Have strategies that are going to help you and your clients and your teammates become successful. Understand, number three, the value gap that’s so important, right? This is what you know. This is what they know. That’s why they pay us. Whether it’s you dealing with people in your base shop that you’re trying to show the way to or if you’re dealing with a client, right, these are just six simple things to help keep you on track, right? So listen, you don’t have to know everything about everythIng, but you got to have a clue on what’s going on. You got to be relatable to people. If someone said to you right now, oh, my God, did you know that there was a conflict in the Middle east, you shouldn’t just be like, no shit, when did that happen? But you should know everything that’s happening, right?

When people talk to you about the market being up or being down, you should probably be aware of that. But you shouldn’t be able to recite the Wall Street Journal either, because you’re wasting a lot of time in places that don’t count. Does that make sense? All right, number four. Expectations, not rules, right? With your teammates. Have expectations, not rules. Nobody likes rules. That’s why they came to you. They didn’t want a job. But guess what? With your clients, have expectations from them, and you should let them know what the expectations are that you have on yourself for them.

Right?

Don’t let clients abuse you. Don’t let Bay shop members abuse you. Have expectations. Let them know this. You give me this, I’m going to give you that. I’m going to do this for you. I need you to do this for me.

Right?

Number five, don’t be a lone wolf. Right? And what I mean by that is, don’t think you can run your whole business by yourself. We’ve had an office manager. You know what? When my income was at about 125, 150 grand, I heard Keith say in a meeting, if you’re an RVP, you should have an office manager. And I always had guys helping me out here and there. But I went out and got an office manager, and our income went up to a quarter of a million. In the two years we’ve had other people doing crap that used to bog us down, right? So I’m telling you right now, if you’re sitting there going, I don’t know if I can afford it. That’s like saying I’m going to open up a McDonald’s, but I’m not going to hire anybody to do the cashier.

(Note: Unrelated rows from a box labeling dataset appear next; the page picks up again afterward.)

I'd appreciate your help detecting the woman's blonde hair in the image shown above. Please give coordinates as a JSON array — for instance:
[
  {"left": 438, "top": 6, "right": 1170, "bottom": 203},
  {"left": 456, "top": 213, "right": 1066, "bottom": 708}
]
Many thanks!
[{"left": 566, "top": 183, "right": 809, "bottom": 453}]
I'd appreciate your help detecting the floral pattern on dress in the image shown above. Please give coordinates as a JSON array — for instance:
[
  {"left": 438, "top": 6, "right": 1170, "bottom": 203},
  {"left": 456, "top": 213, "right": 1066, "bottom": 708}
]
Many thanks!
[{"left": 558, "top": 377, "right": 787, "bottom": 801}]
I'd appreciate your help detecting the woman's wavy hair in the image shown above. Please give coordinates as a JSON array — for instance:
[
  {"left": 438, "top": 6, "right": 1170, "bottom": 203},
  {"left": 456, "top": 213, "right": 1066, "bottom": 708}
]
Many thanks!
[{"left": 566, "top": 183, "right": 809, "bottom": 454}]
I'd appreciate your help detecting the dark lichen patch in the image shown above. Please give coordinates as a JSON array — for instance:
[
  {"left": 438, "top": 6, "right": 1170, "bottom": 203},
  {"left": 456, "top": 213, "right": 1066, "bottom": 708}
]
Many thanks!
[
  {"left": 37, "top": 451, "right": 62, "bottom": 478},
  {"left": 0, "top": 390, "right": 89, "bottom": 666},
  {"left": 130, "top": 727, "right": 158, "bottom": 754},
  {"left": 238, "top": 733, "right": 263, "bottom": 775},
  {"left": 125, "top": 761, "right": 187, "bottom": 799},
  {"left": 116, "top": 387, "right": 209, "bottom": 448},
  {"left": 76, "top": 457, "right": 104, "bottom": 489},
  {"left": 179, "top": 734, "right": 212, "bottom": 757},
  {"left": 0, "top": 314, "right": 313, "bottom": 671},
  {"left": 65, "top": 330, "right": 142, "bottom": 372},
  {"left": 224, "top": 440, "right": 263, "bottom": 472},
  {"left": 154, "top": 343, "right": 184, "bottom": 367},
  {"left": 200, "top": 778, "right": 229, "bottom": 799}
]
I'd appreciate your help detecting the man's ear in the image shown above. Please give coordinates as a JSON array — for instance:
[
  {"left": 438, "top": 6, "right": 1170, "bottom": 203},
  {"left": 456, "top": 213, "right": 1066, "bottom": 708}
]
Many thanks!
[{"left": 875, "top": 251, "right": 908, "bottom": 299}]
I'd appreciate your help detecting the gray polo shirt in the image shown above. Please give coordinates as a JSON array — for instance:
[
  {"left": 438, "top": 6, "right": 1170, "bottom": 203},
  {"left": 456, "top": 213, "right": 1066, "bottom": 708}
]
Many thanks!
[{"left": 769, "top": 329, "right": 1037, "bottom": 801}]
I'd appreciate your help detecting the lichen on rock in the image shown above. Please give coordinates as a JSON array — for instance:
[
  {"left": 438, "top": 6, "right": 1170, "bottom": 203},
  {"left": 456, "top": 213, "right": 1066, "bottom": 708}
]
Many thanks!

I’m not going to hire anybody to flip the burgers. I’m not going to hire anybody to clean the toilets. I’m going to do all that crap all by myself. Would that be a very successful McDonald’s? Well, then why do we do that with our Primerica business? Right? People actually call me now. I don’t even know how to do half the things I used to do every day. Now I don’t even know who our paramed company is anymore. I have no idea. I don’t call and do those types of things anymore. There are some things we should know, probably, right? But listen, make sure that you’re accessible. Here’s another. These are just business basics, right? Make sure accessible to your clients. My pet peeve. Not returning phone calls.

That drives me nuts when I find out that, well, I had a representative once with Primerica, but they never returned my phone call. That drives me friggin nuts. Return people’s phone calls, for God’s sakes. Multiply your hours by having people to help you. You can’t be a hunter and a Skinner at the same time. Anybody remember the hunter? If you’ve been around long enough, you know what the hunter and Skinner story is, right? You can’t go out and hunt the game down and be the same one that brings it back to the camp and processes it.

Right?

You got to have people for that. You go get the clients, they go help the clients, you go get the teammates. Someone else trains the teammates, right. And keeps them going through the licensing process. Number six. Attitude. Attitude is everything. How many times have you heard that?

Right?

You got to have the right attitude with your clients. You got to have the right attitude with your prospects. You have to have the right attitude with your teammates.

Right.

You got to be attractive to people. Right? When I say attractive to people, wants to follow a frustrated damn dump crybaby, right? You’ve heard that a million times. You got to be attractive to people. They got to want to join you. They got to want to trust you with their money and trust you with their careers. Hope that couple of minutes helps you out. Proud to be a teammate. See you all stop.